Allan and I were up and about early after a comfortable night at Ben Alder Cottage bothy...and as expected the only sounds of footsteps and activity through the night were of the mouse, and not the ghost variety. We emerged into a gloriously bright morning...
...and soon after breakfast had our boats packed and ready to go. Both boats were somewhat lighter as we'd brought in firewood for the evening, some of which was left for the next occupants. One small advantage of fresh water paddling is that boats don't need to be lifted above a high tide mark, so there's less distance to carry them back to the water...though this isn't always the case....
As we paddled out of Ben Alder bay we got a great view back up the loch. There was hardly any breeze and our paddling seemed effortless; a nice contrast to the effort we'd had to put in the previous afternoon.
The first leg of our return journey along Loch Ericht took us across the loch and up the eastern shore to land in a bay north of Corrievarkie Lodge; another of the Ben Alder estate properties. As we passed a fairly narrow part of the loch the breeze got up considerably; something we'd note for later in the day. We changed into walking boots for a short diversion; first steeply up an estate road to a bealach, then a turn to the west ups very steep ground. It was a bit of a steep slog, but we think worth it....
...for the stunning view up the length of Loch Ericht. There's no enhancement in this image, the water was really this vividly blue in the crystal clear air (which we were sampling at a copious rate having climbed 500 metres in one steep lift!).
When we arrived at the summit of Stob an Aoinach Mhoir - at 855m/2805ft one of the "Corbetts" the views just kept coming.

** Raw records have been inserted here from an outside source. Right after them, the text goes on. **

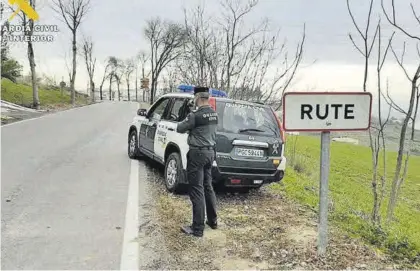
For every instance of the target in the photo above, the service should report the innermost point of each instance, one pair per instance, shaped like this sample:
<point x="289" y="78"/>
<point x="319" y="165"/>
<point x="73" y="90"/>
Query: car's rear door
<point x="148" y="128"/>
<point x="166" y="131"/>
<point x="248" y="138"/>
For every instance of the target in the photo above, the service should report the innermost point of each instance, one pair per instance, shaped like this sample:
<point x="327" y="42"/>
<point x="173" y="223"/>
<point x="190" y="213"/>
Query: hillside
<point x="392" y="135"/>
<point x="21" y="94"/>
<point x="351" y="193"/>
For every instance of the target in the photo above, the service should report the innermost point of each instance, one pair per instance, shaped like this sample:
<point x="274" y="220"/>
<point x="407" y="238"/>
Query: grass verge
<point x="50" y="99"/>
<point x="350" y="194"/>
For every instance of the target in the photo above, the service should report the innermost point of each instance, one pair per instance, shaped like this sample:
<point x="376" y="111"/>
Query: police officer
<point x="201" y="125"/>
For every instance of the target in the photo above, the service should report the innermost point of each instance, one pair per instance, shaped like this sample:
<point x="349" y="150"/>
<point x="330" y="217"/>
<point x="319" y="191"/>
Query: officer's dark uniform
<point x="201" y="125"/>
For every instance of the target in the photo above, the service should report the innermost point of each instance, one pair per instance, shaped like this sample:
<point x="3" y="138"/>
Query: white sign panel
<point x="327" y="111"/>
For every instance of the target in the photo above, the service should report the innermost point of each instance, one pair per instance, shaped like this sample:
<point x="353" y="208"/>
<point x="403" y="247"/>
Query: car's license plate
<point x="249" y="152"/>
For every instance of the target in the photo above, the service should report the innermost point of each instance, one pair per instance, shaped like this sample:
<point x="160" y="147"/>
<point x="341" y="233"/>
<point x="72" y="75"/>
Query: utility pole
<point x="142" y="76"/>
<point x="137" y="66"/>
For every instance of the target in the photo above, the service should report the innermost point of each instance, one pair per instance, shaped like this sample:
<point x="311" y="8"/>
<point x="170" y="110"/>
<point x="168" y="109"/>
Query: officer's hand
<point x="190" y="103"/>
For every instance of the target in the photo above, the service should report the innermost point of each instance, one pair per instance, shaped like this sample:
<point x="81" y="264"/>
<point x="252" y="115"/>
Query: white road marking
<point x="130" y="249"/>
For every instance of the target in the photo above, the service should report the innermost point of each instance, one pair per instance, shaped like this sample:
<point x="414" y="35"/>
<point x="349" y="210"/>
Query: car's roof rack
<point x="213" y="92"/>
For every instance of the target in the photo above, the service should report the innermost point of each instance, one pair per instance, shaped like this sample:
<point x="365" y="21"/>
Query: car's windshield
<point x="236" y="117"/>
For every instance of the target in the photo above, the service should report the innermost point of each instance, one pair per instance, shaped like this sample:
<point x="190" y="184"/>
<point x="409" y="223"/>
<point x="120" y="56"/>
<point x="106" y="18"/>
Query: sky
<point x="330" y="60"/>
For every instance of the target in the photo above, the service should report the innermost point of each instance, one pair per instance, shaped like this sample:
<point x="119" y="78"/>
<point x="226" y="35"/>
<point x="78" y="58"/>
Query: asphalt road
<point x="65" y="181"/>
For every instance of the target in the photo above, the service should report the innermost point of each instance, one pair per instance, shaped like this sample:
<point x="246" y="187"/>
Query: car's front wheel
<point x="133" y="145"/>
<point x="174" y="173"/>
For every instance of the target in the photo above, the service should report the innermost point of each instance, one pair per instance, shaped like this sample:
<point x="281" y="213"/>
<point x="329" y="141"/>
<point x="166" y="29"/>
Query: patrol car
<point x="249" y="140"/>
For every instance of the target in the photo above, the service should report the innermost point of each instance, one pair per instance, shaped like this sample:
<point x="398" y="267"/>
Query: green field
<point x="22" y="95"/>
<point x="351" y="193"/>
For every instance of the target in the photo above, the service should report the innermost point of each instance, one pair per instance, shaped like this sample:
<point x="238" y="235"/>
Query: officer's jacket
<point x="201" y="125"/>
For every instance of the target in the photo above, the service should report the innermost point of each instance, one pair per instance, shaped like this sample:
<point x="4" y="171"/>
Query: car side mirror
<point x="142" y="112"/>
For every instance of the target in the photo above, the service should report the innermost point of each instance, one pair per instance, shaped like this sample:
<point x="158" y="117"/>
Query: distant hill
<point x="392" y="135"/>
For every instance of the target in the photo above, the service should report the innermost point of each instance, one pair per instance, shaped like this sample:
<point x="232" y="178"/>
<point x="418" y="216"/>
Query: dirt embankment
<point x="261" y="230"/>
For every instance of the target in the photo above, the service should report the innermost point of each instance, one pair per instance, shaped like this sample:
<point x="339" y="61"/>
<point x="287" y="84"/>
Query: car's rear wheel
<point x="174" y="173"/>
<point x="133" y="145"/>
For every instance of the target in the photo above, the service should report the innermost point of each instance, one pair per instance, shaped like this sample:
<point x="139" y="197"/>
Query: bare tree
<point x="143" y="57"/>
<point x="29" y="27"/>
<point x="409" y="115"/>
<point x="113" y="64"/>
<point x="104" y="77"/>
<point x="366" y="51"/>
<point x="128" y="70"/>
<point x="234" y="14"/>
<point x="232" y="59"/>
<point x="165" y="39"/>
<point x="90" y="63"/>
<point x="195" y="50"/>
<point x="72" y="13"/>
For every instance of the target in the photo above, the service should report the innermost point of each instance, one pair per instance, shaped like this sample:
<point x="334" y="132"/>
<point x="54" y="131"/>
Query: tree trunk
<point x="397" y="181"/>
<point x="136" y="86"/>
<point x="73" y="77"/>
<point x="92" y="89"/>
<point x="110" y="88"/>
<point x="119" y="93"/>
<point x="128" y="90"/>
<point x="32" y="65"/>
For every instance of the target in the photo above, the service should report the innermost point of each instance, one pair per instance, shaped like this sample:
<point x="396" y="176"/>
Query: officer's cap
<point x="202" y="92"/>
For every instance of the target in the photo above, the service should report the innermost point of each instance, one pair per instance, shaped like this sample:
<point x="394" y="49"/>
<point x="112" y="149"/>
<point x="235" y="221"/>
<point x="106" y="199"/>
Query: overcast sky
<point x="117" y="30"/>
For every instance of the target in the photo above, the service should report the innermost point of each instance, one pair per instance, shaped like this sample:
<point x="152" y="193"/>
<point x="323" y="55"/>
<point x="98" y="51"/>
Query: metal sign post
<point x="326" y="112"/>
<point x="323" y="193"/>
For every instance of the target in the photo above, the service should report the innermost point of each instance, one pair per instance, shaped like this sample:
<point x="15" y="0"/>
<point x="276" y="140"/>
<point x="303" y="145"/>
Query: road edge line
<point x="130" y="248"/>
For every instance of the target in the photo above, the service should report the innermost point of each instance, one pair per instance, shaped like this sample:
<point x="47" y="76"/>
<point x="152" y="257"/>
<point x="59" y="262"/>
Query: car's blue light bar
<point x="213" y="92"/>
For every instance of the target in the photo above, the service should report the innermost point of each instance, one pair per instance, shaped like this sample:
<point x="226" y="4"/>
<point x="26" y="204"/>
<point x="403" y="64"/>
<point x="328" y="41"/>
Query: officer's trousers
<point x="203" y="198"/>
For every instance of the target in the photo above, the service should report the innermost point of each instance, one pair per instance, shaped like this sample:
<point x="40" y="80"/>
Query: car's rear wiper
<point x="250" y="129"/>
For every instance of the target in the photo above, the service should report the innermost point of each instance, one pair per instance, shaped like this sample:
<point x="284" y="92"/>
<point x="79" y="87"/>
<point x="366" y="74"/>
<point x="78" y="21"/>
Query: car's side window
<point x="159" y="110"/>
<point x="186" y="109"/>
<point x="177" y="109"/>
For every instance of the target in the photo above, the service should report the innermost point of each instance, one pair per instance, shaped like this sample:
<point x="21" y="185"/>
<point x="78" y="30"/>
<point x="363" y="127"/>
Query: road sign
<point x="326" y="112"/>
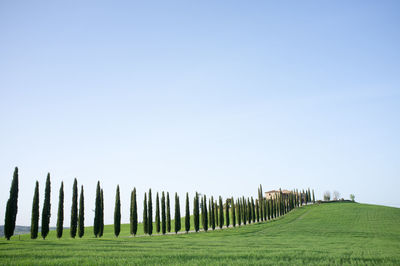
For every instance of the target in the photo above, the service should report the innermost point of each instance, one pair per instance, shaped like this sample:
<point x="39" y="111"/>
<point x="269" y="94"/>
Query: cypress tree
<point x="257" y="211"/>
<point x="209" y="213"/>
<point x="216" y="213"/>
<point x="177" y="214"/>
<point x="133" y="217"/>
<point x="261" y="204"/>
<point x="204" y="216"/>
<point x="163" y="218"/>
<point x="227" y="213"/>
<point x="97" y="212"/>
<point x="117" y="213"/>
<point x="212" y="208"/>
<point x="221" y="213"/>
<point x="12" y="207"/>
<point x="150" y="214"/>
<point x="253" y="209"/>
<point x="239" y="213"/>
<point x="233" y="212"/>
<point x="196" y="212"/>
<point x="46" y="209"/>
<point x="101" y="214"/>
<point x="145" y="219"/>
<point x="313" y="197"/>
<point x="168" y="214"/>
<point x="244" y="210"/>
<point x="157" y="214"/>
<point x="60" y="213"/>
<point x="35" y="212"/>
<point x="187" y="214"/>
<point x="74" y="209"/>
<point x="81" y="218"/>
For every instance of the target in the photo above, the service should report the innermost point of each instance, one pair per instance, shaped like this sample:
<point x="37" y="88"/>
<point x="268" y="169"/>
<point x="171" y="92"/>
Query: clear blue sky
<point x="199" y="96"/>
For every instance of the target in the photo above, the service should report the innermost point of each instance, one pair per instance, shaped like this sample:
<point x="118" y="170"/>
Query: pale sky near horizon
<point x="186" y="96"/>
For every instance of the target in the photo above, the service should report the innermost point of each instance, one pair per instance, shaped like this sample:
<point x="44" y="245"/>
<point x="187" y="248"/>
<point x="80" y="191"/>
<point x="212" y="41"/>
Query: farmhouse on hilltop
<point x="274" y="193"/>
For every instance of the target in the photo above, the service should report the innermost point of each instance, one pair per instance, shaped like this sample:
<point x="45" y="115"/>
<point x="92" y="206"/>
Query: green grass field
<point x="337" y="233"/>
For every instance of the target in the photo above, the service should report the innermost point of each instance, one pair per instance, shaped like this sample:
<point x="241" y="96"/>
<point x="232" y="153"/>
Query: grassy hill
<point x="337" y="233"/>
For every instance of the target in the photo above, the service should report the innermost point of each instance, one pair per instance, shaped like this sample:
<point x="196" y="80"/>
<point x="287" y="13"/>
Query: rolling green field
<point x="336" y="233"/>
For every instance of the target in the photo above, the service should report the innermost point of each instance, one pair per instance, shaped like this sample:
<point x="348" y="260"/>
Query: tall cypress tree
<point x="233" y="213"/>
<point x="187" y="214"/>
<point x="133" y="213"/>
<point x="150" y="214"/>
<point x="204" y="216"/>
<point x="313" y="197"/>
<point x="209" y="214"/>
<point x="46" y="209"/>
<point x="212" y="207"/>
<point x="97" y="211"/>
<point x="12" y="207"/>
<point x="227" y="213"/>
<point x="35" y="212"/>
<point x="239" y="212"/>
<point x="253" y="209"/>
<point x="177" y="214"/>
<point x="145" y="219"/>
<point x="168" y="214"/>
<point x="261" y="204"/>
<point x="102" y="214"/>
<point x="81" y="217"/>
<point x="257" y="211"/>
<point x="157" y="214"/>
<point x="244" y="210"/>
<point x="117" y="213"/>
<point x="196" y="212"/>
<point x="74" y="209"/>
<point x="249" y="211"/>
<point x="163" y="218"/>
<point x="221" y="213"/>
<point x="60" y="213"/>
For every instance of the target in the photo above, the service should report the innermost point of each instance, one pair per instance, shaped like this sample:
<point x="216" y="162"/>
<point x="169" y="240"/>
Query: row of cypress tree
<point x="214" y="214"/>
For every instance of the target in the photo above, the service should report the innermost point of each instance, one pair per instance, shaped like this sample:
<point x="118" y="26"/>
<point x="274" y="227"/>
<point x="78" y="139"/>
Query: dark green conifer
<point x="35" y="213"/>
<point x="133" y="217"/>
<point x="74" y="209"/>
<point x="46" y="209"/>
<point x="60" y="213"/>
<point x="97" y="211"/>
<point x="187" y="214"/>
<point x="81" y="217"/>
<point x="157" y="214"/>
<point x="168" y="214"/>
<point x="163" y="215"/>
<point x="117" y="213"/>
<point x="145" y="219"/>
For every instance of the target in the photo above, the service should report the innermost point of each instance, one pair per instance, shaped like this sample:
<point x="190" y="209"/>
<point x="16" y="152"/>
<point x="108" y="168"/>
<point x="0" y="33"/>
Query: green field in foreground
<point x="336" y="233"/>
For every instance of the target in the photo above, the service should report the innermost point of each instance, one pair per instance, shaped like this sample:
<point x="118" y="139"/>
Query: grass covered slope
<point x="337" y="233"/>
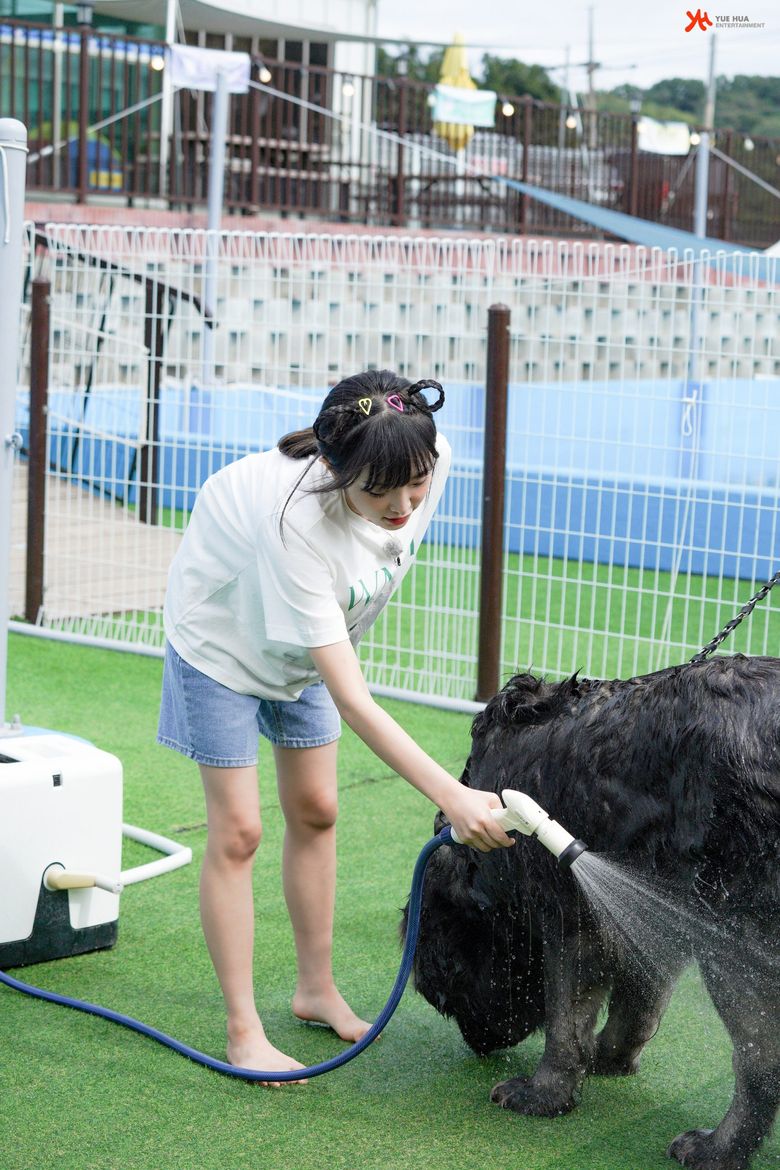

Back down the loch into Perthshire, with the entrance to Ben Alder Bay on the right
And across the loch to Ben Alder itself - at 1148m/3766ft it's one of the highest hills around and visible from much of the central Highlands. The nearest transverse ridge links Ben Alder's plateau to Beinn Bheoil - it makes a superb round and possibly all the better because it's a fair day's walk just to get to the base of these hills.
To the south east the skyline was silhouetted in the morning sunlight. Schiehallion is prominent on the left - a pointy hill standing apart in a central Highlands view is pretty likely to be Schiehallion.
Instead of returning to the road, we took the north ridge off Stob an Aoinach Mhoir; appropriately the name is peak of the big ridge and kept to the crest to maintain the view for the longest time. We reckon comparatively few people climb this Corbett via the loch route, the vast majority will use the estate road from Loch Rannoch.
The last steep decent was rough and at the base of the ridge there's dense forestry to negotiate, but it made for a good descent. There's a good view down to Corrievarkie Lodge - our boats were in the bay near to the hydro station in the far right of this image.
It had been a very well worthwhile diversion from the paddling to climb the hill - the effort was more than well rewarded with the view - save the hill for a good day!